Adam Brooks tradisce il suo passato, certamente più fulgido come sceneggiatore (Che pasticcio, Bridget Jones, Wimbledon, French Kiss) che come regista: Certamente, forse può contare infatti su una storia e un impianto narrativo più originale del solito. Peccato che Brooks si dimentichi la stringatezza e finisca per annoiare il pubblico (specie quello maschile) ben prima del finale.
Il regista americano concepisce infatti la classica commedia romantica a stelle e strisce, con tanto (troppo) zucchero, lacrimucce qua e là, cast di alto livello e storiella senza grosse pretese. Ma la imbastisce sopra ad un impianto che potremmo definire da… thriller sentimentale! La sceneggiatura riesce infatti a tirare avanti per più di due ore solo coinvolgendo lo spettatore nello stesso gioco/indovinello cui è costretta la giovane protagonista (Abigail Breslin).
Il padre della bambina (Ryan Reynolds) è infatti il classico genitore appena divorziato dalla moglie, cui la figlia chiede il perché di quella separazione. Nel tentativo di ricordare al padre cosa l’avesse fatto innamorare, la piccola fa ripercorrere al genitore le tappe dei suoi ultimi anni di vita. Ma il padre trasforma il racconto in un gioco, cambiando i nomi delle protagoniste e chiedendo alla figlia di indovinare chi fra quelle ragazze sia divenuta sua madre. Sarà stata la fidanzata dei tempi del college (Elizabeth Banks)? O l’amica di vecchia data (Isla Fisher)? O ancora l’ambiziosa giornalista (Rachel Weisz)?
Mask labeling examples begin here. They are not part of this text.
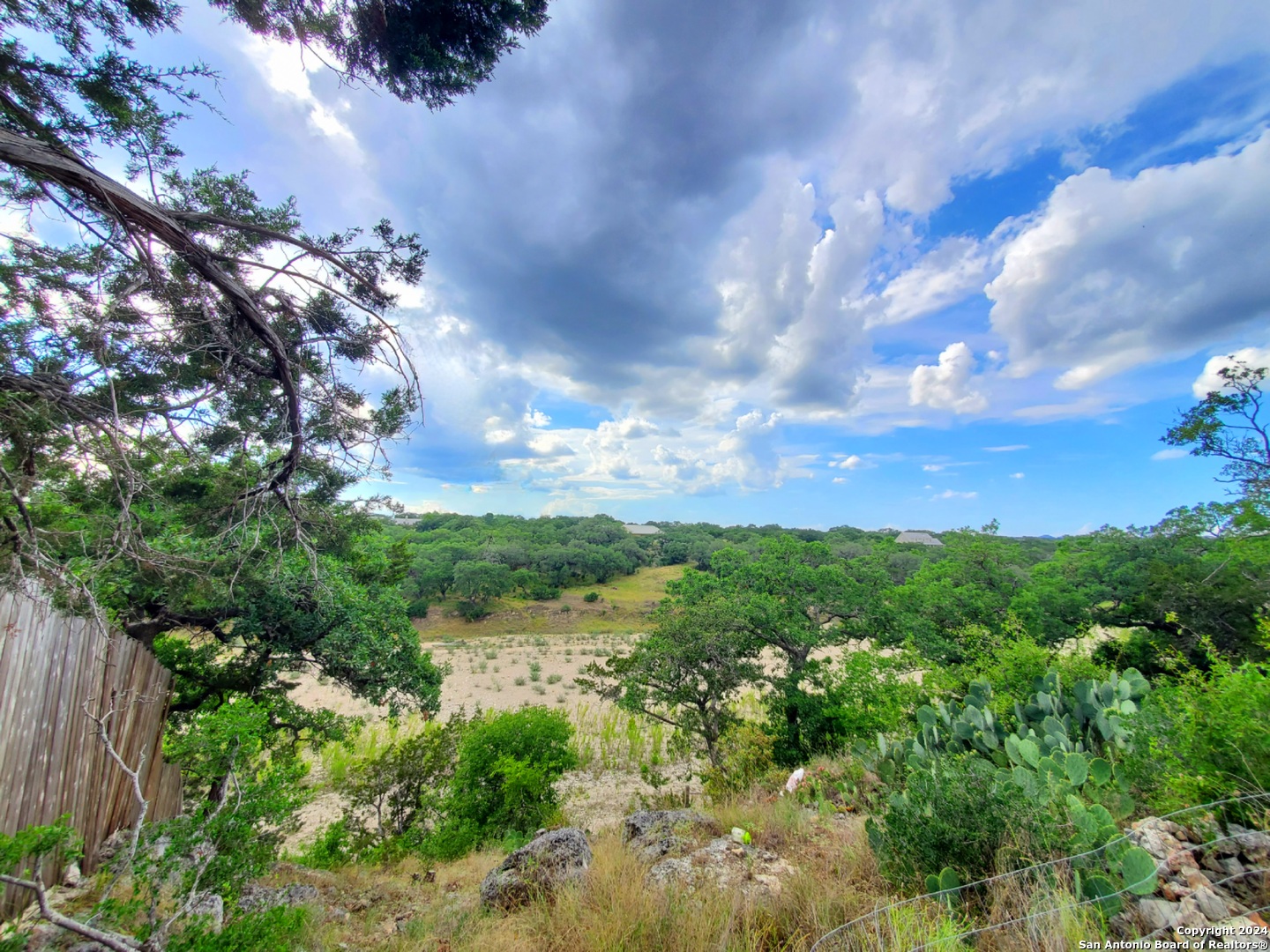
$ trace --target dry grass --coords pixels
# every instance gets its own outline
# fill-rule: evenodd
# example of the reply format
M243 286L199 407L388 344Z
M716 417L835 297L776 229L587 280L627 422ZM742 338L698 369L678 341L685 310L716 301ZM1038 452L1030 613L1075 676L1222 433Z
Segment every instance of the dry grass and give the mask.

“Chiunque abbia sperimentato le schiaccianti sconfitte e i brillanti trionfi dell’amore – e tutto quello che c’è in mezzo – troverà sicuramente qualcosa in questo film”, ha dichiarato il protagonista, Ryan Reynolds. E in effetti il film coinvolge a lungo proprio per l’alternarsi delle vicende, per l’intreccio giocoso che coinvolge la piccola protagonista, che a sua volta aiuta il padre a riconsiderare le scelte che ha fatto nella vita.
Ma l’ultima mezz’ora di narrazione scade troppo nella ripetizione, si rincorre inutilmente e annoia a dismisura. A poco serve il finale, col suo barlume di originalità, rispetto ai classici cliché dei film di genere. Nota di merito, finalmente, per i titolasti italiani, che traducono letteralmente l’ottimo titolo originale, Definitely, Maybe, preso in prestito da un album degli Oasis.
Certamente, insomma, una commedia senza pretese e capace di coinvolgere lui e lei con una storia tutto sommato simpatica. Forse, però, qualcosa di più ce lo si poteva aspettare.